Pulled together by the United Nations, Russia and the United States, delegations from President Bashar al-Assad's regime and the opposition battling to oust him are expected to meet.

Preparatory talks were held this week in Montreux, the small town overlooking Lake Geneva that is preparing to return to normalcy after an invasion of international diplomats and the attendant press corps.
   
The UN-Arab League envoy on Syria, Lakhdar Brahimi, met behind closed doors with both sides on Thursday to lay the groundwork for direct talks, but few details emerged about how they will proceed.
   
A senior State Department official said Brahimi was set to meet both sides again on Friday.
   
"He hopes to have them at the table tomorrow and we'll see what happens," the official said.

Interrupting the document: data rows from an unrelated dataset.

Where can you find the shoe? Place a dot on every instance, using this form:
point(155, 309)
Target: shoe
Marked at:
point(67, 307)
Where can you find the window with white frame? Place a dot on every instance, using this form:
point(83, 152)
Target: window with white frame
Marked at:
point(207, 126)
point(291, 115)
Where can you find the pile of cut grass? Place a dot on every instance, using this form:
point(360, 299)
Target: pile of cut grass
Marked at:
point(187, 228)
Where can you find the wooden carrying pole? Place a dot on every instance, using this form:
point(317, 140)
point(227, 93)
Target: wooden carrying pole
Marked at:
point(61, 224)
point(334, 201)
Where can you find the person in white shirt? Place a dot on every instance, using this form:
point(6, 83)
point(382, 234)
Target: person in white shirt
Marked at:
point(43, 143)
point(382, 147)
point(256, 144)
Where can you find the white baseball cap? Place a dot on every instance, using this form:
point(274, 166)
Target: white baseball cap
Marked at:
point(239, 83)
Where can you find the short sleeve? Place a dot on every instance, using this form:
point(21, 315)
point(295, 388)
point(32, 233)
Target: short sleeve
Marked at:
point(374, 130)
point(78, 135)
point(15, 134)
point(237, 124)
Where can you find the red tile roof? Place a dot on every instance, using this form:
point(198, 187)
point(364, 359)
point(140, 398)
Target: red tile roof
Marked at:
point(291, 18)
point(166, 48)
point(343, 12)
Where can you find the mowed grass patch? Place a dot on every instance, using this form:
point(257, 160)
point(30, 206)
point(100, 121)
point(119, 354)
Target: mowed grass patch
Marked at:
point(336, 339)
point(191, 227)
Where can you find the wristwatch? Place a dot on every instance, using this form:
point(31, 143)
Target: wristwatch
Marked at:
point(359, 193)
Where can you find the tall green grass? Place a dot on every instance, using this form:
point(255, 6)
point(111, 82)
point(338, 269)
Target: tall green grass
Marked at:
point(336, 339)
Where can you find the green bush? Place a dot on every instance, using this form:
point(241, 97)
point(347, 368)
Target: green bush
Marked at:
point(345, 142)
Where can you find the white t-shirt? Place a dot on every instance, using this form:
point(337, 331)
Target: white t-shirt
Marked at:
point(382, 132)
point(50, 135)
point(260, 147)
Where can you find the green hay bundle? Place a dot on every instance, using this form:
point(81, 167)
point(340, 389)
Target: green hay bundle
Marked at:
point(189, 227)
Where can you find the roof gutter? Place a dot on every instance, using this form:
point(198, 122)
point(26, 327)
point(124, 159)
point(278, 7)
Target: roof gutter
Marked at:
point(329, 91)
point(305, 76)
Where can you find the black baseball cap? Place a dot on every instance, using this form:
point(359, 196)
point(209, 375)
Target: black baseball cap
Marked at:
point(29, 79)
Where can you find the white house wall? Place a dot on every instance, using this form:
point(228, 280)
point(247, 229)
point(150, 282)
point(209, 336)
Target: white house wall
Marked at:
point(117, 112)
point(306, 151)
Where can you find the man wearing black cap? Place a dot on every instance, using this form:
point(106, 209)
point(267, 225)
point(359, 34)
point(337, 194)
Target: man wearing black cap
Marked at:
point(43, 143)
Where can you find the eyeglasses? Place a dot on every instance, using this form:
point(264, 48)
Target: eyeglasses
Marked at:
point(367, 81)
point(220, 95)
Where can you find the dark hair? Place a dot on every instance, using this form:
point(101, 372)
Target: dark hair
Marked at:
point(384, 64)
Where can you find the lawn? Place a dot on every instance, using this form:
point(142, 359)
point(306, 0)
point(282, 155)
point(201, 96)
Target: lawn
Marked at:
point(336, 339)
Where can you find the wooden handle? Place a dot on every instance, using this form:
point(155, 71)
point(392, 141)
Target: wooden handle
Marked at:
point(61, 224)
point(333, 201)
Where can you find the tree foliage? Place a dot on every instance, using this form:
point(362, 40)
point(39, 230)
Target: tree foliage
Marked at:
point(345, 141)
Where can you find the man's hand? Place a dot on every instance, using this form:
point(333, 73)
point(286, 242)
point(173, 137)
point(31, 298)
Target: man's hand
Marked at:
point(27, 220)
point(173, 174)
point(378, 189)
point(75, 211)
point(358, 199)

"We knew this would not be an easy process."
   
According to diplomatic sources, Brahimi will bring both delegations in the same room at the UN's European headquarters in Geneva.
   
"He will give an introductory speech of about 30 minutes," said one diplomat, adding that the Syrians would not speak during that opening session.
   
Each delegation was then expected to be led back to separate rooms, with Brahimi shuttling back and forth before bringing them back together for negotiations to begin in earnest.
   
This first round of talks is meant to last "until the end of next week . . . but it could of course all collapse as early as Friday," said one Western diplomat.
   
The UN-sponsored conference — the biggest diplomatic effort yet to resolve Syria's devastating civil war — opened in Montreux on Wednesday with heated disagreements among the two sides and world powers.
   
Expectations are very low for a breakthrough at the discussions, which officials have said could last up to ten days, but diplomats believe that simply bringing the two sides together for the first time is a mark of progress and could be an important first step.
   
"We've begun the process, getting the parties in the same room is significant, having them in Geneva is significant," the State Department official said.